In the current study, validation of the DISPAIR FRS was considered not possible because of missing data on the location of pancreatic transection. The DISPAIR study group determined the transection location by postoperative CT images, operation notes, and pathologist’s reports which do not correspond well with a preoperative model and may therefore decrease its clinical relevance. Moreover, transection site was reported as a dichotomous variable with the option neck or body/tail, leading to a less accurate measurement at the transection site.
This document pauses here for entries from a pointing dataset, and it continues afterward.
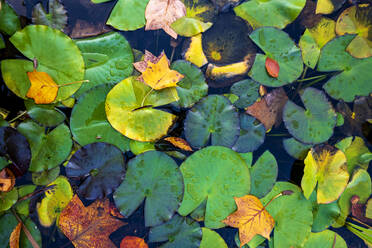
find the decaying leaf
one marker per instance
(251, 218)
(179, 142)
(159, 76)
(269, 109)
(160, 14)
(90, 226)
(133, 242)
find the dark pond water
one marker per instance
(94, 17)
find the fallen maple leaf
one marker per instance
(133, 242)
(160, 14)
(272, 67)
(159, 76)
(43, 88)
(251, 218)
(179, 142)
(89, 226)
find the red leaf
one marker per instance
(272, 67)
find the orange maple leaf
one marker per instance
(90, 226)
(251, 218)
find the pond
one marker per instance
(185, 123)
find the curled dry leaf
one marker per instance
(251, 218)
(160, 14)
(89, 226)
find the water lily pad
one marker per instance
(56, 54)
(100, 168)
(277, 45)
(192, 87)
(276, 13)
(212, 118)
(295, 148)
(55, 200)
(313, 40)
(155, 176)
(88, 121)
(325, 166)
(252, 134)
(180, 232)
(327, 238)
(9, 21)
(315, 123)
(108, 59)
(128, 15)
(263, 174)
(212, 239)
(129, 109)
(48, 149)
(217, 174)
(354, 76)
(247, 91)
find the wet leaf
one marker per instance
(55, 18)
(325, 166)
(251, 218)
(100, 168)
(154, 176)
(89, 226)
(216, 174)
(55, 200)
(160, 14)
(133, 242)
(131, 112)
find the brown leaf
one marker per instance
(90, 226)
(251, 218)
(160, 14)
(269, 109)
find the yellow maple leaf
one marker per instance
(251, 218)
(43, 88)
(159, 76)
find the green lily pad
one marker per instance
(56, 54)
(88, 121)
(211, 239)
(48, 149)
(325, 166)
(9, 21)
(277, 45)
(217, 174)
(98, 167)
(355, 149)
(108, 59)
(354, 77)
(188, 26)
(325, 215)
(327, 238)
(55, 18)
(128, 15)
(45, 115)
(155, 176)
(295, 148)
(180, 232)
(192, 87)
(276, 13)
(313, 125)
(212, 118)
(55, 200)
(7, 199)
(247, 91)
(314, 39)
(252, 134)
(359, 185)
(263, 174)
(129, 109)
The current validation should be interpreted in light of some limitations. First, the minimally invasive approach was overrepresented in the POPF group which has been reported as a risk factor of POPF, but was not taken into the original model, which is plausible, since minimally invasive DP has become the routine approach in recent years and not taken into account in the D-FRS [17]. Second, measurement of the pancreatic duct and neck diameter on preoperative imaging was not done by experienced radiologists but done by four observers, trained by experienced radiologists. Afterwards, cases were randomly checked, and no significant inter-observer bias was found. Third, heterogeneity may have arisen from different types of transection and stump closure. However, there are no studies to date showing superiority in terms of type of stump closure regarding POPF rate following DP [18]. Fourth, the current study could not predict CR-POPF postoperatively, which has a great role in postoperative management and mitigation of CR-POPF, as Pecorelli et al. showed by predicting CR-POPF based on drain amylase, serum amylase, and CRP [19].

In conclusion, the current study is the first nationwide validation of the preoperative and intraoperative D-FRS showing acceptable distinguishing capacity for only the preoperative D-FRS for POPF. Therefore, the preoperative score could improve prevention and mitigation strategies such as drain management, which is currently investigated in the multicenter PANDORINA trial [20]. To prove the predictive accuracy and to develop a broadly applicable model, more nationwide validations and prospective studies are warranted.